Related Work

Data mining and data analysis libraries

  • The Massive Online Analysis (MOA) library is an extension of the popular WEKA library designed to work efficiently with large-scale data streams. MOA algorithms are particularly well-suited to ADMRE's distributed data-intensive architecture.
  • WEKA is a collection of machine learning algorithms for data mining tasks.
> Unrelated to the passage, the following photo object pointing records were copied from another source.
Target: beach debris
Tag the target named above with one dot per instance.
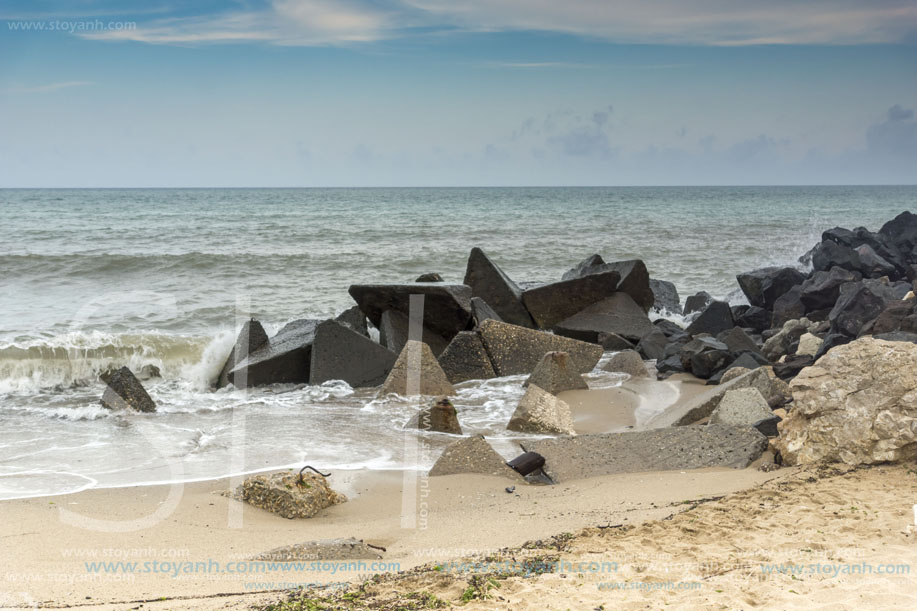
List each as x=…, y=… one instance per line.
x=124, y=391
x=288, y=494
x=674, y=448
x=440, y=417
x=516, y=350
x=553, y=374
x=488, y=282
x=340, y=353
x=856, y=405
x=323, y=549
x=541, y=412
x=472, y=455
x=618, y=314
x=431, y=379
x=466, y=359
x=627, y=361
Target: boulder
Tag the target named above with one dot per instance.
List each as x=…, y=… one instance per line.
x=856, y=405
x=679, y=448
x=541, y=412
x=627, y=361
x=284, y=359
x=763, y=286
x=340, y=353
x=124, y=391
x=550, y=304
x=429, y=379
x=394, y=330
x=446, y=307
x=665, y=297
x=481, y=311
x=553, y=374
x=697, y=302
x=741, y=407
x=466, y=359
x=288, y=496
x=515, y=350
x=440, y=417
x=472, y=455
x=717, y=317
x=488, y=282
x=618, y=314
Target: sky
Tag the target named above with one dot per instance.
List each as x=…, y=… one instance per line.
x=300, y=93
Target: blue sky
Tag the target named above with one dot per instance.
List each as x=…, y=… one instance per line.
x=437, y=92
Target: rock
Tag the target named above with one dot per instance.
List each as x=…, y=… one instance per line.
x=394, y=330
x=430, y=379
x=822, y=288
x=440, y=417
x=809, y=344
x=472, y=455
x=618, y=314
x=856, y=306
x=446, y=307
x=340, y=353
x=627, y=361
x=285, y=359
x=665, y=296
x=715, y=318
x=480, y=312
x=553, y=374
x=488, y=282
x=856, y=405
x=697, y=302
x=251, y=337
x=466, y=359
x=541, y=412
x=703, y=404
x=763, y=286
x=323, y=549
x=550, y=304
x=124, y=391
x=353, y=317
x=678, y=448
x=741, y=407
x=284, y=494
x=515, y=350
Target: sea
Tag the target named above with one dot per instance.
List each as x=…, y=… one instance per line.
x=95, y=278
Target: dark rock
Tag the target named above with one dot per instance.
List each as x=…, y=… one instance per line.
x=665, y=296
x=763, y=286
x=755, y=318
x=674, y=448
x=488, y=282
x=440, y=417
x=481, y=311
x=353, y=317
x=340, y=353
x=551, y=303
x=446, y=307
x=822, y=288
x=618, y=314
x=124, y=391
x=394, y=328
x=285, y=359
x=856, y=306
x=715, y=318
x=516, y=350
x=466, y=359
x=697, y=302
x=250, y=338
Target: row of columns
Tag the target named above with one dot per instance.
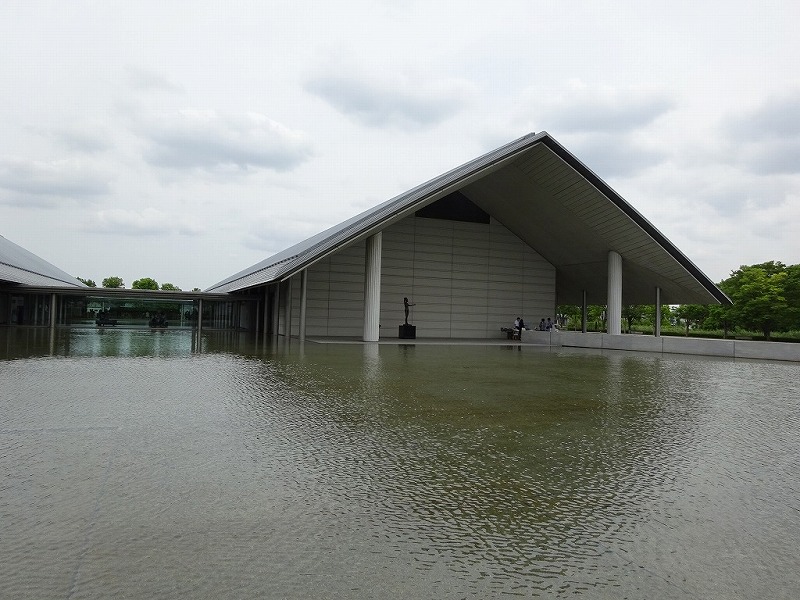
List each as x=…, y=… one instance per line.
x=372, y=297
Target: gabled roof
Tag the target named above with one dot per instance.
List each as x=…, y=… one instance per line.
x=549, y=199
x=21, y=267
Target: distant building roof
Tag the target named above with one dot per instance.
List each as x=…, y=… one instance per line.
x=21, y=267
x=549, y=199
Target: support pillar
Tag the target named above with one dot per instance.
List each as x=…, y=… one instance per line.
x=372, y=288
x=199, y=323
x=286, y=304
x=614, y=308
x=303, y=299
x=657, y=324
x=275, y=295
x=584, y=314
x=53, y=311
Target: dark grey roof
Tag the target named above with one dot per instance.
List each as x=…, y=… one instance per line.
x=19, y=266
x=550, y=200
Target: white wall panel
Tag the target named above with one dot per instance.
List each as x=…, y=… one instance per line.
x=466, y=279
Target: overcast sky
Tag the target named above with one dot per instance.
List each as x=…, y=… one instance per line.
x=186, y=141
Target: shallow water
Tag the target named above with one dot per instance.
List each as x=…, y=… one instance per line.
x=132, y=466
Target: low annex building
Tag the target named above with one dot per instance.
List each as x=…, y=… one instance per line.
x=512, y=233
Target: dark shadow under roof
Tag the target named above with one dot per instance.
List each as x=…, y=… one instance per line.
x=550, y=200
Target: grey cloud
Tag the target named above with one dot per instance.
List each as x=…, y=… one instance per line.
x=603, y=114
x=40, y=182
x=202, y=140
x=80, y=141
x=615, y=156
x=377, y=104
x=767, y=139
x=147, y=81
x=775, y=118
x=146, y=222
x=773, y=158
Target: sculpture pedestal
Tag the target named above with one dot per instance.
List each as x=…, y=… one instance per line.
x=407, y=332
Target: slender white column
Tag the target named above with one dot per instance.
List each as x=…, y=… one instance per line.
x=275, y=295
x=303, y=297
x=286, y=303
x=584, y=314
x=614, y=310
x=372, y=288
x=657, y=324
x=53, y=309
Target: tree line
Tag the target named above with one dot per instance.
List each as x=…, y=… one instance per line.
x=145, y=283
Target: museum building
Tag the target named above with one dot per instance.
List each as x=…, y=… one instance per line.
x=512, y=233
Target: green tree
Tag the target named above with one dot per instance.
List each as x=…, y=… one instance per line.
x=113, y=282
x=632, y=313
x=692, y=314
x=571, y=313
x=145, y=283
x=792, y=294
x=649, y=314
x=758, y=295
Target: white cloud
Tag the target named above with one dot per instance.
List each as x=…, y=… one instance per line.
x=210, y=141
x=41, y=183
x=146, y=222
x=380, y=102
x=581, y=108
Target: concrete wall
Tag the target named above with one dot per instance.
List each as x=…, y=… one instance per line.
x=466, y=280
x=679, y=345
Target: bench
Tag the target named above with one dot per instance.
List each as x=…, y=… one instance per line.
x=511, y=333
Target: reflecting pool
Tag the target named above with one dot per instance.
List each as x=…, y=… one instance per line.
x=134, y=466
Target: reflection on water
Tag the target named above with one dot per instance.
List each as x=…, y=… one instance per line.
x=137, y=467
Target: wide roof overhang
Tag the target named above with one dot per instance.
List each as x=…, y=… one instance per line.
x=550, y=200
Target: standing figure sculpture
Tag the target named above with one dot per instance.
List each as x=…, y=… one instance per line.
x=406, y=304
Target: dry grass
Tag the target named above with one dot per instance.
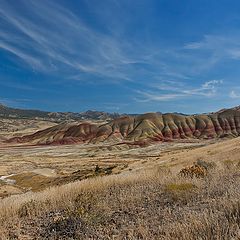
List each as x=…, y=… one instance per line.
x=150, y=204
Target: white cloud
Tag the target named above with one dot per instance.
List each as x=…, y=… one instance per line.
x=207, y=89
x=234, y=95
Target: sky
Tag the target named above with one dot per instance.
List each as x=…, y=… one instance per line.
x=127, y=56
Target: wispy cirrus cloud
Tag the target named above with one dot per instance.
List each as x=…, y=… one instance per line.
x=234, y=95
x=207, y=89
x=220, y=47
x=53, y=39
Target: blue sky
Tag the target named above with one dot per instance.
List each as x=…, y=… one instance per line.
x=120, y=55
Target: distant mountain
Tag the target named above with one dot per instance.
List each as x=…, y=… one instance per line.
x=141, y=129
x=8, y=112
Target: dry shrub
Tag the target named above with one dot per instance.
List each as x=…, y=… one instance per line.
x=193, y=171
x=152, y=204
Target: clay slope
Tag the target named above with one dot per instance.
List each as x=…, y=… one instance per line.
x=144, y=128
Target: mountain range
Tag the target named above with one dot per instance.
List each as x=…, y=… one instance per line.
x=142, y=129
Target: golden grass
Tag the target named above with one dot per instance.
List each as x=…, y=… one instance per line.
x=148, y=204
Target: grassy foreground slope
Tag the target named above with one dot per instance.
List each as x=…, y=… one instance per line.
x=151, y=203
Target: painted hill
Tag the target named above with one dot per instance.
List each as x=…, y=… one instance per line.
x=146, y=128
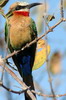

Weka contains tools for data pre-processing, classification, regression, clustering, association rules, and visualization.
  • R is an extremely popular free software environment for statistical computing and graphics.

Data workflow engines

  • OGSA-DAI is the foundation of the ADMIRE software platform, an extensible data workflow engine that supports streaming, distributed queries and a wide number of ETL methods for managing large, complex datasets.
  • Meandre is the workflow engine at the heart of the Software Environment for the Advancement of Scholarly Research (SEASR) project, targeted at supporting data manipulation in the humanities, arts, and social science communities.

Other workflow engines

  • Taverna is an open source and domain independent workflow management system – a suite of tools used to design and execute scientific workflows and aid in silico experimentation.
  • Kepler is free and open source, scientific workflow application, designed to help scientists, analysts, and computer programmers create, execute, and share models and analyses across a broad range of scientific and engineering disciplines.

Data analysis architectures

  • Falkon is a lightweight task execution framework designed to support data diffusion. Falkon acquires compute and storage resources dynamically, replicates data in response to demand, and schedules computations close to data.
  • PerfExplorer is a framework for parallel performance data mining and knowledge discovery. PerfExplorer enables the development and integration of data mining operations that will be applied to large-scale parallel performance profiles.
  • Sector/Sphere supports distributed data storage, distribution, and processing over large clusters of commodity computers, either within a data center or across multiple data centers. Sector is a high performance, scalable, and secure distributed file system. Sphere is a high performance parallel data processing engine that can process Sector data files on the storage nodes with very simple programming interfaces.